A Landlord mileage claim is a flat rate amount that an individuals can claim for travel to/from their rental property.
Landlord Mileage Claim Rates
The landlord mileage claim rules were bought in from 6 April 2017. A landlord is entitled to claim a flat rate for each mile travelled in their personal vehicle. Here are the HMRC approved mileage rates that landlords must use for their claim:
|Vehicle type||Flat rate for the first 10,000 business miles in the tax year||Flat rate for each business mile over 10,000 miles in the tax year|
|Cars and goods vehicles||45p per mile||25p per mile|
|Motorcycles||24p per mile||24p per mile|
Example of a Landlord Mileage Claim
A landlord has a rental property 10 miles away. During the tax year 2017/2018 (6 April 2017 to 5 April 2018) the landlord travels there 5 times in their own car. The landlord has driven a total of 100 miles to the property property and back. The landlord mileage claim against taxes is £45 (£100 x 45p).
Record Keeping For Your Landlord Mileage Claim
Unless you are using an automated bookkeeping system the simplest way to record your landlord mileage claim is with a spreadsheet.

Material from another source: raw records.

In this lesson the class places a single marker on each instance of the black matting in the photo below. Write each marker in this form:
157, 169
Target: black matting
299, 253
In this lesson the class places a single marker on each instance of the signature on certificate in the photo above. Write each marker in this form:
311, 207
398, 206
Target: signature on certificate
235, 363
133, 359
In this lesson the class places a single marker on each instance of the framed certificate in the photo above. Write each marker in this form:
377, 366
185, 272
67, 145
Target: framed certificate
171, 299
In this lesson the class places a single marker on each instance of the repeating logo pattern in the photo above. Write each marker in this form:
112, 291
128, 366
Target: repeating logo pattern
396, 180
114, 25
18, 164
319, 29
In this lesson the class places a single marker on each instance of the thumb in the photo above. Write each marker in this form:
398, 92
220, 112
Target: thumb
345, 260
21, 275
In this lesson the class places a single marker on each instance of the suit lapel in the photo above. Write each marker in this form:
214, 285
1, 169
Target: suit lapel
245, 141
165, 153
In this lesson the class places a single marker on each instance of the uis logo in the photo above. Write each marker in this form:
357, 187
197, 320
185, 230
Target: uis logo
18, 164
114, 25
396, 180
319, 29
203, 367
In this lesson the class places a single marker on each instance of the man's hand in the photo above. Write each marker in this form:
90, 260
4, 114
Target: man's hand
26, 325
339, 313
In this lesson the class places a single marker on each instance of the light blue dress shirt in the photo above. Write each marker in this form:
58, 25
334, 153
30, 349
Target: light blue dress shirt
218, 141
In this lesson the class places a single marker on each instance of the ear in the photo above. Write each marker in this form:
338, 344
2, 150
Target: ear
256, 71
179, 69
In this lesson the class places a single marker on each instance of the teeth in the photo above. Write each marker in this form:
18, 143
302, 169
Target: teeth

You can download a template I have created below where you need to fill out property information and a brief description of your trip along with the mileage. Your mileage claim will be automatically calculated for you. I recommend you update your spreadsheet every time you make a trip you wish to claim for so you don’t forget about it.

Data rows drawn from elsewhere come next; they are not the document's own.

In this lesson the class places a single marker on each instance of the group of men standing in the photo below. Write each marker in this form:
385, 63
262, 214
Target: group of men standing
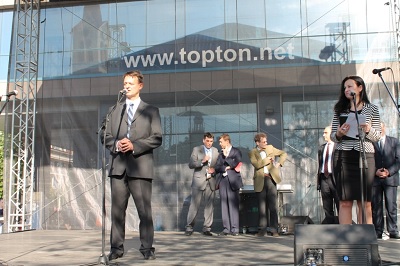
215, 170
384, 189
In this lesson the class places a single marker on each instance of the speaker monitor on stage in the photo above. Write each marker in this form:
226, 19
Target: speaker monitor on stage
331, 244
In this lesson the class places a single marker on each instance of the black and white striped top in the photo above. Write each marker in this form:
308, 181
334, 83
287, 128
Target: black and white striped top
372, 117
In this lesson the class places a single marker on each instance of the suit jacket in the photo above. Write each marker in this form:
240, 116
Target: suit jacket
233, 159
389, 158
321, 159
145, 133
259, 163
199, 180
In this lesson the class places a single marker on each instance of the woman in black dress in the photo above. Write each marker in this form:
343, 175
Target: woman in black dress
348, 149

HMRC Rules of the Landlord Mileage Claim
There are very strict rules that HMRC have set out in relation to landlord mileage claims. These include:
- The 45p per mile is a per vehicle figure, the number of people in the vehicle doesn’t affect the rate;
- The 45p per mile covers your vehicles wear and tear, general running costs, insurance and fuel. You can’t claim any extra costs above the landlord mileage claim;
- If you claim capital allowances and running costs for a car you can’t claim the landlord mileage claim. Transition rules exist if you want to switch though;
- Your landlord mileage claim is from your home, office or wherever you base yourself to manage your rental properties;
- If you use a managing or letting agent to look after your property then it’s unlikely you can claim landlord mileage. The managing agent address would likely be the business base;
- You can only claim landlord mileage when you exclusively travel to your rental property. This means only when you go from home to the property and don’t make any private stops on the way, unless very minor. If you happen to pick up your newspaper while you are out at the property then your trip is still business. But you can’t combine your visit with a trip to the supermarket for example. These trips fall under the HMRC rules on claiming part expenses;
- You cannot claim for mileage when you combine your trip to a rental property which is a significant distance away with a personal trip. For example you live in London and have a rental property in Leeds, as well as having friends who live in Leeds. If you combine a trip to your rental property with a visit to your friends then your whole trip will be disallowed and you cannot make a landlord mileage claim. Such trips are what HMRC call duality of purpose;
- You must own your property as an individual not through a Limited Company;
- You cannot claim for mileage before you owned your property. Any mileage you claim is for managing and up keeping your rental property;
- You can claim for Landlord mileage if you are going to pick up things you need for maintaining your property for example: picking up paint and dropping it at the property.